Tuesday, October 23, 2007

Children and Safety from Crime

Last September in Malaysia, a ten year old girl by the name of Nurin, who had been missing a month before, was found dead. She had been abducted. Police found evidence of sexual abuse and torture. They lived in what I believe to be one of the better “low-cost” housing schemes in Kuala Lumpur. She had gone out alone just after dark – she popped out to go to the night-market just downstairs from her flat. This was a tragedy that affected the whole country, and an event that I was afraid would result in an over-reaction.

At about the same time a group of experts in Britain wrote a letter to the Daily Telegraph bemoaning the “loss of childhood”. Among other factors, one cause of this was said to be over-protective parents anxious about dangers from traffic and crime. I personally disagree with the nation’s leading newspaper, Straits Times splashing the picture of the dead girl on its front page. Yet the dangers are real, even if it is said to be sensationalized.

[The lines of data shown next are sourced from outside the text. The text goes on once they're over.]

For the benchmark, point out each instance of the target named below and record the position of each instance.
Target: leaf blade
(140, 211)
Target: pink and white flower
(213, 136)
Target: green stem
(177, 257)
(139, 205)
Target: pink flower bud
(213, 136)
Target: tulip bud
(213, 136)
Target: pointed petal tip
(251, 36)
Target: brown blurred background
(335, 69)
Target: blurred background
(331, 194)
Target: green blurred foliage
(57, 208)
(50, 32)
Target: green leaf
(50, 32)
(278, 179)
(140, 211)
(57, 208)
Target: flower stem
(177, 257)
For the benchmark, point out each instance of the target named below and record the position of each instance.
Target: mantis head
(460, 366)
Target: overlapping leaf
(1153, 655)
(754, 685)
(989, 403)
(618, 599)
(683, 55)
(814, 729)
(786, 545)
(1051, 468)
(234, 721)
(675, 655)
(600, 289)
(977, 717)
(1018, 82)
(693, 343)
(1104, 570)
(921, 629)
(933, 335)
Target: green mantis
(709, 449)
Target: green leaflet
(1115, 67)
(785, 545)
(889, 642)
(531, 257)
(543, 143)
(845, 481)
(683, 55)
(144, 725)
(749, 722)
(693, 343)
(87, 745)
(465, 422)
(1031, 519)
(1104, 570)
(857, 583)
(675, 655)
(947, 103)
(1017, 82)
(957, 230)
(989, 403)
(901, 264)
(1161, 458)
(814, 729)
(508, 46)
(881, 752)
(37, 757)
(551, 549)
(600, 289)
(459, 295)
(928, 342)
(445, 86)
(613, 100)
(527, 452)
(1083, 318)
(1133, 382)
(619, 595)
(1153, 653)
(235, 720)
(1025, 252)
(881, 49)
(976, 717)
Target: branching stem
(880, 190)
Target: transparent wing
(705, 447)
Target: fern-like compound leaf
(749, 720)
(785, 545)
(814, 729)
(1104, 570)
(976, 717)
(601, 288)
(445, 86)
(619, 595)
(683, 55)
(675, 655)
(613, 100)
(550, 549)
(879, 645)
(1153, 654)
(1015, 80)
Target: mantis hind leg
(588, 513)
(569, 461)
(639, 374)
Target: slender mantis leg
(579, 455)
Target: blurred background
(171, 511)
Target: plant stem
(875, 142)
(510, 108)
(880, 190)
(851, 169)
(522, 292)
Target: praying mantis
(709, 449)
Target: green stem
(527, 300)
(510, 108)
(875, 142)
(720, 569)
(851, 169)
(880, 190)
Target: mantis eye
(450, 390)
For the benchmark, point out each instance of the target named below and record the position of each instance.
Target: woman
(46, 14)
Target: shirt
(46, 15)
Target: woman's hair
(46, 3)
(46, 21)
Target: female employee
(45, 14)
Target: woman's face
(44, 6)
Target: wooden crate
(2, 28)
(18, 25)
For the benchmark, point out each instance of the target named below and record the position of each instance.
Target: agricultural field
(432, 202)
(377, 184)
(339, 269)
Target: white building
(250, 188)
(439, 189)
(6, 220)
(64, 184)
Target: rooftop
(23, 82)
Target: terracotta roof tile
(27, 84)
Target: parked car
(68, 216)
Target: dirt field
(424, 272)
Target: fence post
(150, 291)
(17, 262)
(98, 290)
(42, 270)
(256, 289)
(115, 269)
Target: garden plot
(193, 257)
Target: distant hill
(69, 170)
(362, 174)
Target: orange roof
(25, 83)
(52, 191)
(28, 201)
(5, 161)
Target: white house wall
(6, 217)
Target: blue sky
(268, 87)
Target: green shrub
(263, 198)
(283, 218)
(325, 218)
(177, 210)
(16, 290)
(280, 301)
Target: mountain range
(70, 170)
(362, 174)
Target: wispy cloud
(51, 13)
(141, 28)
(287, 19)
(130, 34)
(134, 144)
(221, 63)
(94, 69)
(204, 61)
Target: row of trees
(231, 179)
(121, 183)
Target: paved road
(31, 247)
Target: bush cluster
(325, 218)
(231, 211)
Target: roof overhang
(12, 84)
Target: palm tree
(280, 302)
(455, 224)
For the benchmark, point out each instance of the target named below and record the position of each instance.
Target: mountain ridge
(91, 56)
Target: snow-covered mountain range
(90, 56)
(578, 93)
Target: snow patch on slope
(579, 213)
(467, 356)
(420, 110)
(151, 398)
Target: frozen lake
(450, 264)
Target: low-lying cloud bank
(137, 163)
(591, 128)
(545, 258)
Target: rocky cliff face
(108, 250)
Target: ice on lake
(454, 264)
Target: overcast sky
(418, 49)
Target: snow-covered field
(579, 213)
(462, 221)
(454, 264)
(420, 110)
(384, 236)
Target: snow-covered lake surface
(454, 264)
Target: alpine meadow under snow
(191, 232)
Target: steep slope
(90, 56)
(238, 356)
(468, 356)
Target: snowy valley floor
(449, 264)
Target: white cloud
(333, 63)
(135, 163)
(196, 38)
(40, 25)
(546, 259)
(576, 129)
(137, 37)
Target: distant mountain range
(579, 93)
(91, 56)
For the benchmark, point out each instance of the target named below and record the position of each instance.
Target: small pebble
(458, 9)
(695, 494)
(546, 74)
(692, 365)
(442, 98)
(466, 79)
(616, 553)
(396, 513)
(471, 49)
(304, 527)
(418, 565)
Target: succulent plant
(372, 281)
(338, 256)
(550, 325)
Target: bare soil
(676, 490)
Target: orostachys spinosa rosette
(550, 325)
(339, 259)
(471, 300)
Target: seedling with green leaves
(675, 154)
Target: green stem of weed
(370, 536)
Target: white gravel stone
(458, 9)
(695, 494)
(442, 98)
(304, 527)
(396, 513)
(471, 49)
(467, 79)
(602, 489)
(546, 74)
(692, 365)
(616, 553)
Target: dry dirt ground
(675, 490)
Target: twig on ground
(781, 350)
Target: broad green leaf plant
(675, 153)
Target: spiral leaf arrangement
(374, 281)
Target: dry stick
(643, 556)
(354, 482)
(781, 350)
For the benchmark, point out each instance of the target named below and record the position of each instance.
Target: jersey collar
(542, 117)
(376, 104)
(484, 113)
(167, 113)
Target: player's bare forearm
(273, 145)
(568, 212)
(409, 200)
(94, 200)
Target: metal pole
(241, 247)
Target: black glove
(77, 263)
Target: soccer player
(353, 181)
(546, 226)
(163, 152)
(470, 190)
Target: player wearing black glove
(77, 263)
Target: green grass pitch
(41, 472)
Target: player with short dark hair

I agree with the experts in Britain; I would prefer my children to have the freedom to explore the areas outside the home. But my wife disagrees. I grew up fine in Kuala Lumpur - but in the 60’s and 70’s it was a much smaller city. So for now at least, my wife has the upper hand.

Are cities inevitably unsuitable for raising a family? The supporters of the “New Urbanism” and “Smart Growth”, movements in that champion compact city development as opposed to sprawling suburb development have had a tough time on this issue. Lewis Mumford, an early critic of the suburb based on mass car ownership, decried suburbs as being “only good for raising children”. Their opponents sarcastically reply that the people who are so dismissive of suburbs tend to be childless or gay. The arguments from both sides appear to be true. Indeed, the debate has become an ideological affair.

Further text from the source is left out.